Verwaltungsgericht München Beschluss, 05. Juni 2019 - M 5 E 19.1699

05.06.2019

Gericht

Verwaltungsgericht München

Tenor

I. Der Antrag wird abgelehnt.

II. Die Antragstellerin hat die Kosten des Verfahrens zu tragen.

III. Der Streitwert wird auf 2.500,- EUR festgesetzt.

Gründe

I.

Die Antragsgegnerin ordnete mit Schreiben vom 5. März 2019 gegenüber der als Beamtin auf Lebenszeit in ihren Diensten stehenden Antragstellerin eine amtsärztliche Untersuchung betreffend ihre Dienstfähigkeit an.
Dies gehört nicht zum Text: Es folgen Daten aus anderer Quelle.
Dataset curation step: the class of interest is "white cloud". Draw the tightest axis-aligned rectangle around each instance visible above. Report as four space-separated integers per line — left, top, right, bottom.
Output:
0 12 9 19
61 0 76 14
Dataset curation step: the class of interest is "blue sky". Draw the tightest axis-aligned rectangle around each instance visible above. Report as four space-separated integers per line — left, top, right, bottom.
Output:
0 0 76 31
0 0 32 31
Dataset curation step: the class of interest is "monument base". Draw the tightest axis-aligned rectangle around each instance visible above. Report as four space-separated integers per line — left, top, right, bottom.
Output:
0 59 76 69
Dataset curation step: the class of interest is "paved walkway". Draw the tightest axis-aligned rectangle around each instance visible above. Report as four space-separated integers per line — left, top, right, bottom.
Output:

Das Landratsamt Berchtesgadener Land - Gesundheitswesen - bestimmte hierfür mit Schreiben vom 12. März 2019 als Untersuchungstermin den 10. April 2019 (08:30 Uhr).
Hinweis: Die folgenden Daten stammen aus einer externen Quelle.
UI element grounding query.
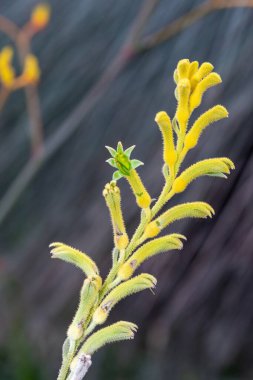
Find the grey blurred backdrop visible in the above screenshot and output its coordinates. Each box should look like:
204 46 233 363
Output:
0 0 253 380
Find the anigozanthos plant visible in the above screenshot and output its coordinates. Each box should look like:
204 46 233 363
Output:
51 59 234 380
0 46 40 92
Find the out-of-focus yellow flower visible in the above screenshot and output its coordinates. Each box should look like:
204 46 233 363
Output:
22 54 40 84
31 3 51 30
0 46 15 89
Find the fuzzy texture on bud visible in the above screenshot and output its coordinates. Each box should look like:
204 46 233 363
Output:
118 234 186 281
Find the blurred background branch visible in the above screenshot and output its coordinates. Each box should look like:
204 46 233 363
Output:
0 0 253 224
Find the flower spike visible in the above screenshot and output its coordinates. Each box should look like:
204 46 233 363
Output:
106 142 151 208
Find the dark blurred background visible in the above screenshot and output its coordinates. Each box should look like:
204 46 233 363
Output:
0 0 253 380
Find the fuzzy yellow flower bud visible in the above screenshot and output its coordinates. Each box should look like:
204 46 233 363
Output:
67 324 83 340
155 111 177 175
80 321 138 354
190 73 222 113
176 79 191 133
126 169 151 208
144 221 161 239
191 62 214 89
184 105 228 150
92 305 109 325
172 157 235 193
103 181 129 250
31 4 51 31
92 273 156 325
22 54 40 84
177 59 190 81
172 177 187 194
173 69 178 84
0 46 15 89
118 234 185 281
67 275 102 340
49 242 99 278
189 61 199 80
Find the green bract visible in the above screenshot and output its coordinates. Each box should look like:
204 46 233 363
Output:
106 142 144 181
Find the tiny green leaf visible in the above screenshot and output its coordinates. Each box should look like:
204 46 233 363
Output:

Am ... April 2019 hat der Bevollmächtigte der Antragstellerin für diese beim Verwaltungsgericht München beantragt,

die Antragstellerin vorläufig von der Verpflichtung der Durchführung einer amtsärztlichen Untersuchung aufgrund der Untersuchungsanordnung der Antragsgegnerin vom 5. März 2019 bis zum rechtskräftigen Abschluss des Hauptsacheverfahrens über die Feststellung der Verpflichtung der Antragstellerin, die Untersuchungsanordnung der Antragsgegnerin zu befolgen, freizustellen.

Die Untersuchungsanordnung sei rechtwidrig, weil sie jedenfalls nicht den formalen Vorgaben der Rechtsprechung des Bundesverwaltungsgerichts entspreche.

Das Gericht wies die Antragspartei mit Schreiben vom 9. Mai 2019 auf einen Beschluss des Bundesverwaltungsgerichts vom 14. März 2019 (2 VR 5/18) hin, nach dem eine Untersuchungsanordnung zur Feststellung der Dienstfähigkeit eines Beamten nicht isoliert angreifbar sei. Deswegen werde Gelegenheit gegeben, den Antrag zurückzunehmen.

Der Bevollmächtigte der Antragstellerin erklärte hierzu mit Schriftsatz vom … Mai 2019, dass der Rechtsprechung des Bundesverwaltungsgerichts nicht zu folgen und der Antrag zulässig sei.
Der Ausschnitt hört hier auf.